Veränderte Auftragslage

17 Einsätze absolviert die Bundeswehr derzeit. Viele davon sind klein, mit wenigen Kräften zu stemmen. Aber alle sind unterschiedlich. Die Spannbereite reicht vom Kampfeinsatz in Afghanistan über die Piratenjagd vor Afrika bis zur Ausbildungsmission in Mali.

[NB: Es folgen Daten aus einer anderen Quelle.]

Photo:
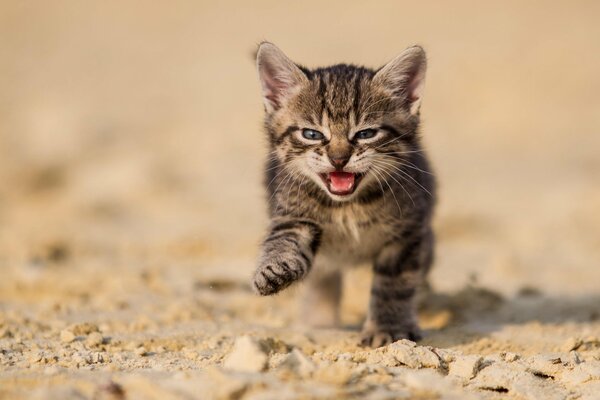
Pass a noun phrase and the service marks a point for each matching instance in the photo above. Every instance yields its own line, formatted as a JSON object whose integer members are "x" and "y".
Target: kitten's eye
{"x": 365, "y": 134}
{"x": 311, "y": 134}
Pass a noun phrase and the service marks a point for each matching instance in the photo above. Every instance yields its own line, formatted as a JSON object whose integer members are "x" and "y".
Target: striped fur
{"x": 386, "y": 221}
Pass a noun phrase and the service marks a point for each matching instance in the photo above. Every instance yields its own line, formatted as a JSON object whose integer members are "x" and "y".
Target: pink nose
{"x": 339, "y": 162}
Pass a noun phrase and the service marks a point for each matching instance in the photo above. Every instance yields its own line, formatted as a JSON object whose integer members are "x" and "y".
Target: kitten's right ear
{"x": 279, "y": 76}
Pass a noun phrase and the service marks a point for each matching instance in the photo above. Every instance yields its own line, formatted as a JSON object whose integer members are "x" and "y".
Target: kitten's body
{"x": 360, "y": 192}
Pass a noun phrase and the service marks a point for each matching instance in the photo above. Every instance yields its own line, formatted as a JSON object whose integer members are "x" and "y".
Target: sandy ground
{"x": 131, "y": 205}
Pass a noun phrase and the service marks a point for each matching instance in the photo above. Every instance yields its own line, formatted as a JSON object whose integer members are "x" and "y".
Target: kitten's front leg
{"x": 398, "y": 271}
{"x": 286, "y": 255}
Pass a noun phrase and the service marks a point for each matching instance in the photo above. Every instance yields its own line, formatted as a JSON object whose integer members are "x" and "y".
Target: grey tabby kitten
{"x": 348, "y": 183}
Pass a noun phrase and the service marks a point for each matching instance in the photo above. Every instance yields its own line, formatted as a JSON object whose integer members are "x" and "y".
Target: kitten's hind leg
{"x": 398, "y": 272}
{"x": 321, "y": 300}
{"x": 287, "y": 254}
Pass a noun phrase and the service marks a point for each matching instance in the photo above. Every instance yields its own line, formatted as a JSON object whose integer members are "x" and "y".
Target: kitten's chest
{"x": 352, "y": 236}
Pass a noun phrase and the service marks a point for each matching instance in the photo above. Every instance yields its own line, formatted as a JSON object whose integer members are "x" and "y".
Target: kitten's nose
{"x": 338, "y": 161}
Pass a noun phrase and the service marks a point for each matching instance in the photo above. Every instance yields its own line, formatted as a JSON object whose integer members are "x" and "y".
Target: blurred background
{"x": 131, "y": 199}
{"x": 130, "y": 133}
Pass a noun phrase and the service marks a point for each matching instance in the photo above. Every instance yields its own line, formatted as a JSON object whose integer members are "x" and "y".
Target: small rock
{"x": 407, "y": 353}
{"x": 574, "y": 358}
{"x": 66, "y": 336}
{"x": 247, "y": 356}
{"x": 571, "y": 344}
{"x": 141, "y": 351}
{"x": 466, "y": 367}
{"x": 299, "y": 363}
{"x": 545, "y": 365}
{"x": 509, "y": 357}
{"x": 84, "y": 329}
{"x": 94, "y": 339}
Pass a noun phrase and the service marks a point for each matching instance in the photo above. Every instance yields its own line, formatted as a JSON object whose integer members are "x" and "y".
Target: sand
{"x": 131, "y": 207}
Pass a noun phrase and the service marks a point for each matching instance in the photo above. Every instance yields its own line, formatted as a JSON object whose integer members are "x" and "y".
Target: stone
{"x": 66, "y": 336}
{"x": 466, "y": 367}
{"x": 299, "y": 363}
{"x": 94, "y": 339}
{"x": 407, "y": 353}
{"x": 246, "y": 356}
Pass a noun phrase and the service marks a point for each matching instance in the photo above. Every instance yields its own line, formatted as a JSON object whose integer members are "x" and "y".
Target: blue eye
{"x": 365, "y": 134}
{"x": 311, "y": 134}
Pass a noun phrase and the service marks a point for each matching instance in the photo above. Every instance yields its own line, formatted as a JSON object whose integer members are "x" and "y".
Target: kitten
{"x": 348, "y": 183}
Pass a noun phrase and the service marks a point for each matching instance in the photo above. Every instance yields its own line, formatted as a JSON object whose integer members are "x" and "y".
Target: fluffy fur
{"x": 367, "y": 125}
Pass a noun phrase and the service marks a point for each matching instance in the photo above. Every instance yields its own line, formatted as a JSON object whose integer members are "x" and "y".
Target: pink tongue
{"x": 341, "y": 181}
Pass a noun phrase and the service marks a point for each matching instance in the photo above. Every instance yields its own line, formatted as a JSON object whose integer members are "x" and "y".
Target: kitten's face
{"x": 345, "y": 128}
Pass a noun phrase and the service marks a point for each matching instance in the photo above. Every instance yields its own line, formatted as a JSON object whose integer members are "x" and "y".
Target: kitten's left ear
{"x": 404, "y": 77}
{"x": 279, "y": 76}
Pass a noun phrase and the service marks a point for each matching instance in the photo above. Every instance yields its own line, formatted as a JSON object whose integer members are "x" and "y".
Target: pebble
{"x": 299, "y": 363}
{"x": 466, "y": 367}
{"x": 66, "y": 336}
{"x": 141, "y": 351}
{"x": 94, "y": 339}
{"x": 246, "y": 356}
{"x": 407, "y": 353}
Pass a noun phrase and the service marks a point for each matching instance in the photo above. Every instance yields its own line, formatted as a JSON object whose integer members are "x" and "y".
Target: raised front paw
{"x": 272, "y": 277}
{"x": 378, "y": 337}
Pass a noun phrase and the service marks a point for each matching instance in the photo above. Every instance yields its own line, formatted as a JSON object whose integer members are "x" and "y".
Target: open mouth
{"x": 341, "y": 183}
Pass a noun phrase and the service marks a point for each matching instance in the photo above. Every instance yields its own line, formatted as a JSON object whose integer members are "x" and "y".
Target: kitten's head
{"x": 344, "y": 127}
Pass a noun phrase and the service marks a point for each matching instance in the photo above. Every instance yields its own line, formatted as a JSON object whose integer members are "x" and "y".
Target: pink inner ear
{"x": 274, "y": 89}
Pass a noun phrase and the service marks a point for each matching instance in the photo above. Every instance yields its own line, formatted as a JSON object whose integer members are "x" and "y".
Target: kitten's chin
{"x": 341, "y": 185}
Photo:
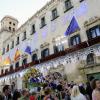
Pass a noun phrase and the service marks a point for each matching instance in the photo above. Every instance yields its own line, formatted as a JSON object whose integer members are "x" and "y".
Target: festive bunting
{"x": 17, "y": 55}
{"x": 73, "y": 27}
{"x": 28, "y": 50}
{"x": 7, "y": 61}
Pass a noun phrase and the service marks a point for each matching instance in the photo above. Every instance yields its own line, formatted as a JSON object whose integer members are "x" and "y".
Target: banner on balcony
{"x": 73, "y": 27}
{"x": 17, "y": 55}
{"x": 28, "y": 50}
{"x": 7, "y": 61}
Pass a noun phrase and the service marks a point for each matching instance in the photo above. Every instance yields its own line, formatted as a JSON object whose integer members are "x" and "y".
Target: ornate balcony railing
{"x": 80, "y": 46}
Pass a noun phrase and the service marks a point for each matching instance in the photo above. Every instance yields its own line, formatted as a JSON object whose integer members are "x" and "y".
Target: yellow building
{"x": 76, "y": 55}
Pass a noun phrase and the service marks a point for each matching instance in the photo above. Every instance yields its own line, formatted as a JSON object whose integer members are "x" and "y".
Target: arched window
{"x": 90, "y": 58}
{"x": 45, "y": 53}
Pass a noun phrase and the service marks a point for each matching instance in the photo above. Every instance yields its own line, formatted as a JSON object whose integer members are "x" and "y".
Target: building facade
{"x": 77, "y": 56}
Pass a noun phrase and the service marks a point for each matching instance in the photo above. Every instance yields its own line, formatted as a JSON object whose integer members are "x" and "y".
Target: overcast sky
{"x": 20, "y": 9}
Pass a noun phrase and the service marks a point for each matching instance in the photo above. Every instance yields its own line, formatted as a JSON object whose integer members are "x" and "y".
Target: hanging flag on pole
{"x": 28, "y": 50}
{"x": 17, "y": 55}
{"x": 73, "y": 27}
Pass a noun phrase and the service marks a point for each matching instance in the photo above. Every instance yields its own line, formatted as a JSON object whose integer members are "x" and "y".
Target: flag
{"x": 7, "y": 61}
{"x": 28, "y": 50}
{"x": 17, "y": 55}
{"x": 73, "y": 27}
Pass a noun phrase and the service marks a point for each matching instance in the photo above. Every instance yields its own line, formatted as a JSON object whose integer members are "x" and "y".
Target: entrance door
{"x": 95, "y": 75}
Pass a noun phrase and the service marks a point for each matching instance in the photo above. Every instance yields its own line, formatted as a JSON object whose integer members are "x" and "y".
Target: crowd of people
{"x": 55, "y": 88}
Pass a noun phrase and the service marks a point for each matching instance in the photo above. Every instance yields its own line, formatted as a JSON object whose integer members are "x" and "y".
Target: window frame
{"x": 17, "y": 42}
{"x": 42, "y": 53}
{"x": 16, "y": 64}
{"x": 33, "y": 29}
{"x": 90, "y": 59}
{"x": 43, "y": 22}
{"x": 74, "y": 38}
{"x": 67, "y": 8}
{"x": 24, "y": 36}
{"x": 35, "y": 55}
{"x": 90, "y": 34}
{"x": 53, "y": 14}
{"x": 12, "y": 44}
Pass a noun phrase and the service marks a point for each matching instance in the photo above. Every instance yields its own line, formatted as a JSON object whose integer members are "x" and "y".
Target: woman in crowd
{"x": 76, "y": 95}
{"x": 48, "y": 95}
{"x": 96, "y": 89}
{"x": 16, "y": 95}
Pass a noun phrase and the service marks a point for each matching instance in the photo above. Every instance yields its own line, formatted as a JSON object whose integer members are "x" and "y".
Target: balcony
{"x": 80, "y": 46}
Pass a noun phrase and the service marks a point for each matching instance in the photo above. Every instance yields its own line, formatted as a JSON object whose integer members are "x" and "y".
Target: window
{"x": 54, "y": 14}
{"x": 17, "y": 40}
{"x": 42, "y": 22}
{"x": 17, "y": 65}
{"x": 45, "y": 53}
{"x": 75, "y": 40}
{"x": 10, "y": 28}
{"x": 12, "y": 45}
{"x": 9, "y": 22}
{"x": 3, "y": 51}
{"x": 58, "y": 48}
{"x": 90, "y": 58}
{"x": 24, "y": 62}
{"x": 93, "y": 32}
{"x": 7, "y": 48}
{"x": 34, "y": 57}
{"x": 68, "y": 5}
{"x": 24, "y": 36}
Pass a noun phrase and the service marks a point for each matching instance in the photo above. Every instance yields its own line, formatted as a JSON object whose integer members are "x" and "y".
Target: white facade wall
{"x": 82, "y": 11}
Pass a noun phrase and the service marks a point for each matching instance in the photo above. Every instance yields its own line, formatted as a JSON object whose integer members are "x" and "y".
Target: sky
{"x": 20, "y": 9}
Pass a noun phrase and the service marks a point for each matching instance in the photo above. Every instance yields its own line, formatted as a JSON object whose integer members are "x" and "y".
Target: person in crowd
{"x": 96, "y": 89}
{"x": 33, "y": 96}
{"x": 88, "y": 87}
{"x": 89, "y": 90}
{"x": 48, "y": 95}
{"x": 1, "y": 96}
{"x": 25, "y": 95}
{"x": 16, "y": 95}
{"x": 83, "y": 90}
{"x": 76, "y": 95}
{"x": 6, "y": 93}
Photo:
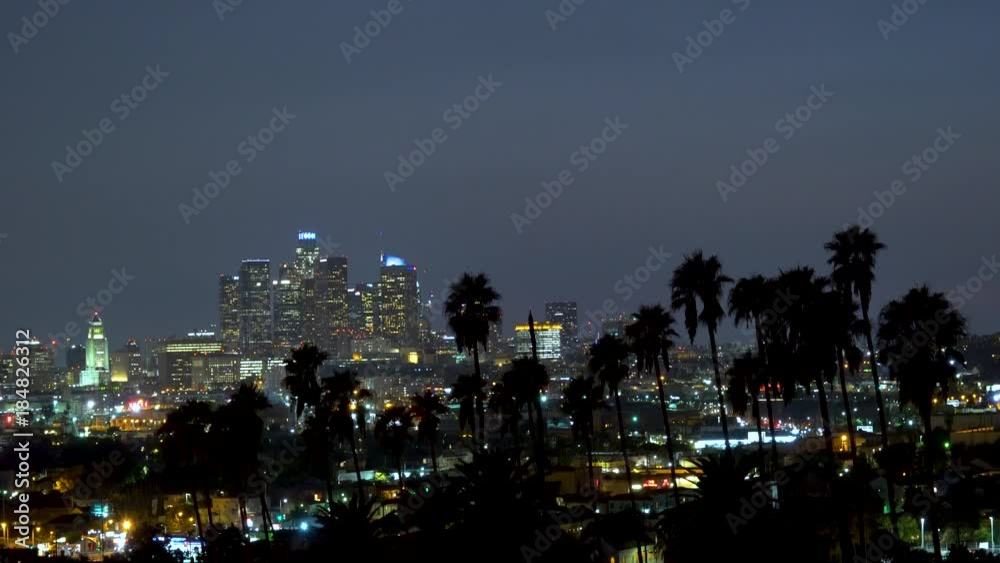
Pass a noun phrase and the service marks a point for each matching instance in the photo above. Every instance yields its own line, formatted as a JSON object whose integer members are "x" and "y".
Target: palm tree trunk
{"x": 266, "y": 515}
{"x": 197, "y": 517}
{"x": 433, "y": 439}
{"x": 357, "y": 469}
{"x": 770, "y": 423}
{"x": 628, "y": 466}
{"x": 670, "y": 436}
{"x": 883, "y": 423}
{"x": 718, "y": 389}
{"x": 932, "y": 514}
{"x": 592, "y": 488}
{"x": 824, "y": 410}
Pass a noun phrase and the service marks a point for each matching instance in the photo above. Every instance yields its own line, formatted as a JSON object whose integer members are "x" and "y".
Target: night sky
{"x": 655, "y": 185}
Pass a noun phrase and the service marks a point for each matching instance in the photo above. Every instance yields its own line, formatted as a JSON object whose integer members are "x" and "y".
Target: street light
{"x": 993, "y": 544}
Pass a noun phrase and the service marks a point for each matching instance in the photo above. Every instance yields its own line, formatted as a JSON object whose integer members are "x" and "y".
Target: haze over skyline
{"x": 656, "y": 185}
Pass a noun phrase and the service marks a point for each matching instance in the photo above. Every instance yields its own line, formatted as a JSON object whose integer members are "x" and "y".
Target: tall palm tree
{"x": 392, "y": 432}
{"x": 609, "y": 364}
{"x": 302, "y": 383}
{"x": 751, "y": 302}
{"x": 853, "y": 252}
{"x": 580, "y": 399}
{"x": 744, "y": 384}
{"x": 649, "y": 336}
{"x": 238, "y": 435}
{"x": 342, "y": 394}
{"x": 919, "y": 334}
{"x": 427, "y": 408}
{"x": 469, "y": 391}
{"x": 471, "y": 309}
{"x": 185, "y": 448}
{"x": 528, "y": 378}
{"x": 700, "y": 279}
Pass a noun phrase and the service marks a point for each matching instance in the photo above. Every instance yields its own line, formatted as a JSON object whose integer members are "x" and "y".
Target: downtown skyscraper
{"x": 398, "y": 302}
{"x": 229, "y": 311}
{"x": 256, "y": 321}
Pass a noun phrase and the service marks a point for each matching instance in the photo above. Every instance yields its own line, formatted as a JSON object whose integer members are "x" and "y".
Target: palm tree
{"x": 427, "y": 408}
{"x": 701, "y": 279}
{"x": 527, "y": 379}
{"x": 469, "y": 391}
{"x": 342, "y": 396}
{"x": 852, "y": 254}
{"x": 185, "y": 448}
{"x": 471, "y": 309}
{"x": 302, "y": 383}
{"x": 919, "y": 335}
{"x": 649, "y": 336}
{"x": 608, "y": 357}
{"x": 580, "y": 399}
{"x": 238, "y": 436}
{"x": 751, "y": 302}
{"x": 743, "y": 387}
{"x": 392, "y": 432}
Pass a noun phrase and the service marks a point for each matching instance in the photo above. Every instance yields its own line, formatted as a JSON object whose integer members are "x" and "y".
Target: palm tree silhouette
{"x": 238, "y": 437}
{"x": 608, "y": 357}
{"x": 392, "y": 432}
{"x": 342, "y": 396}
{"x": 580, "y": 399}
{"x": 427, "y": 409}
{"x": 469, "y": 392}
{"x": 649, "y": 336}
{"x": 752, "y": 303}
{"x": 302, "y": 368}
{"x": 471, "y": 309}
{"x": 701, "y": 279}
{"x": 919, "y": 334}
{"x": 186, "y": 450}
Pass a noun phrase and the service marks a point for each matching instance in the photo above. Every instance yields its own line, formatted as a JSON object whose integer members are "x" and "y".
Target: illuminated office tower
{"x": 43, "y": 367}
{"x": 362, "y": 309}
{"x": 287, "y": 309}
{"x": 331, "y": 302}
{"x": 135, "y": 370}
{"x": 548, "y": 336}
{"x": 564, "y": 313}
{"x": 176, "y": 359}
{"x": 229, "y": 311}
{"x": 98, "y": 360}
{"x": 76, "y": 362}
{"x": 398, "y": 302}
{"x": 306, "y": 256}
{"x": 256, "y": 322}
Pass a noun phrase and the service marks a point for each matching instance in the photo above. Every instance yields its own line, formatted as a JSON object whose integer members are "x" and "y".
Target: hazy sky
{"x": 654, "y": 185}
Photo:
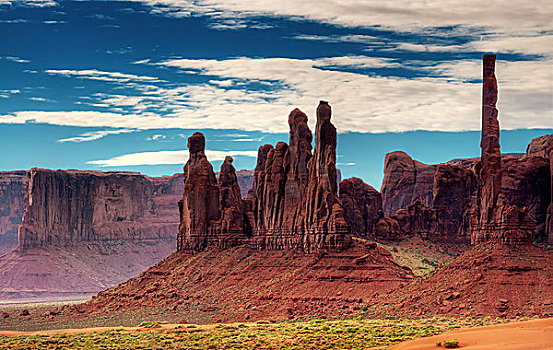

Weil sich kommende Aufgabe schwer einschätzen lassen, sind vor Jahren oder Jahrzehnten bestellte Produkte nicht immer optimal an die neuen Anforderungen angepasst. So bemängeln Militärs etwa das vergleichsweise schwache Bordgeschütz der deutschen Variante des Eurocopter Tiger, die vor allem als  Unterstützungseinheit konzipiert worden. Die französische Variante etwa ist stärker bewaffnet, kann im Extremfall besser ins Kampfgeschehen eingreifen.

Ähnliche Kritik gibt es aus Teilen der Truppe am Nachfolger des Transportpanzers Fuchs. Der schwergepanzerte Boxer dient dazu, Soldaten sicher durch feindliches Gebiet zu bringen. Dass er bei Kampfeinsätzen wie in Afghanistan auch gut zur Unterstützung der Bodentruppen dienen könnte, wurde bei der Planung vernachlässigt. Die Bewaffnung ist vielen Militärs zu schwach. Der eher abfällige Ausdruck „gepanzertes Taxi“ macht unter Soldaten die Runde.

Rüstungsexperte Schulte schätzt die  Situation als weniger dramatisch ein.  „Die große Aufgabenvielfalt der Bundeswehr ist nicht das Problem. Die Armee ist für die Einsätze gerüstet.”

Belastungsgrenze erreicht

Schwierig ist die Vielzahl der Einsätze. Mit ihren Schiffen muss die Marine  nicht nur Piraten vor Somalia jagen sondern auch noch amerikanische Schiffen, die chemische Waffen transportieren, Geleitschutz geben. Die Luftwaffe transportiert mit der veralteten Transall nicht nur Soldaten und Waffen, sondern soll auch die Luftbrücke zur Ebola-Hilfe unterstützen.

Trotz Mängelliste und Nachschubproblemen schickt die Bundeswehr Soldaten und Geräte in neue Einsätze.  Wie das enden kann zeigt der Fall Transall-Transportmaschine, die auf dem Weg zum Ebola-Hilfseinsatz im Senegal defekt auf Gran Canaria liegengeblieben ist. „Die Grenze der Belastbarkeit ist an vielen Stellen längst erreicht, wenn nicht überschritten“, sagt Schulte.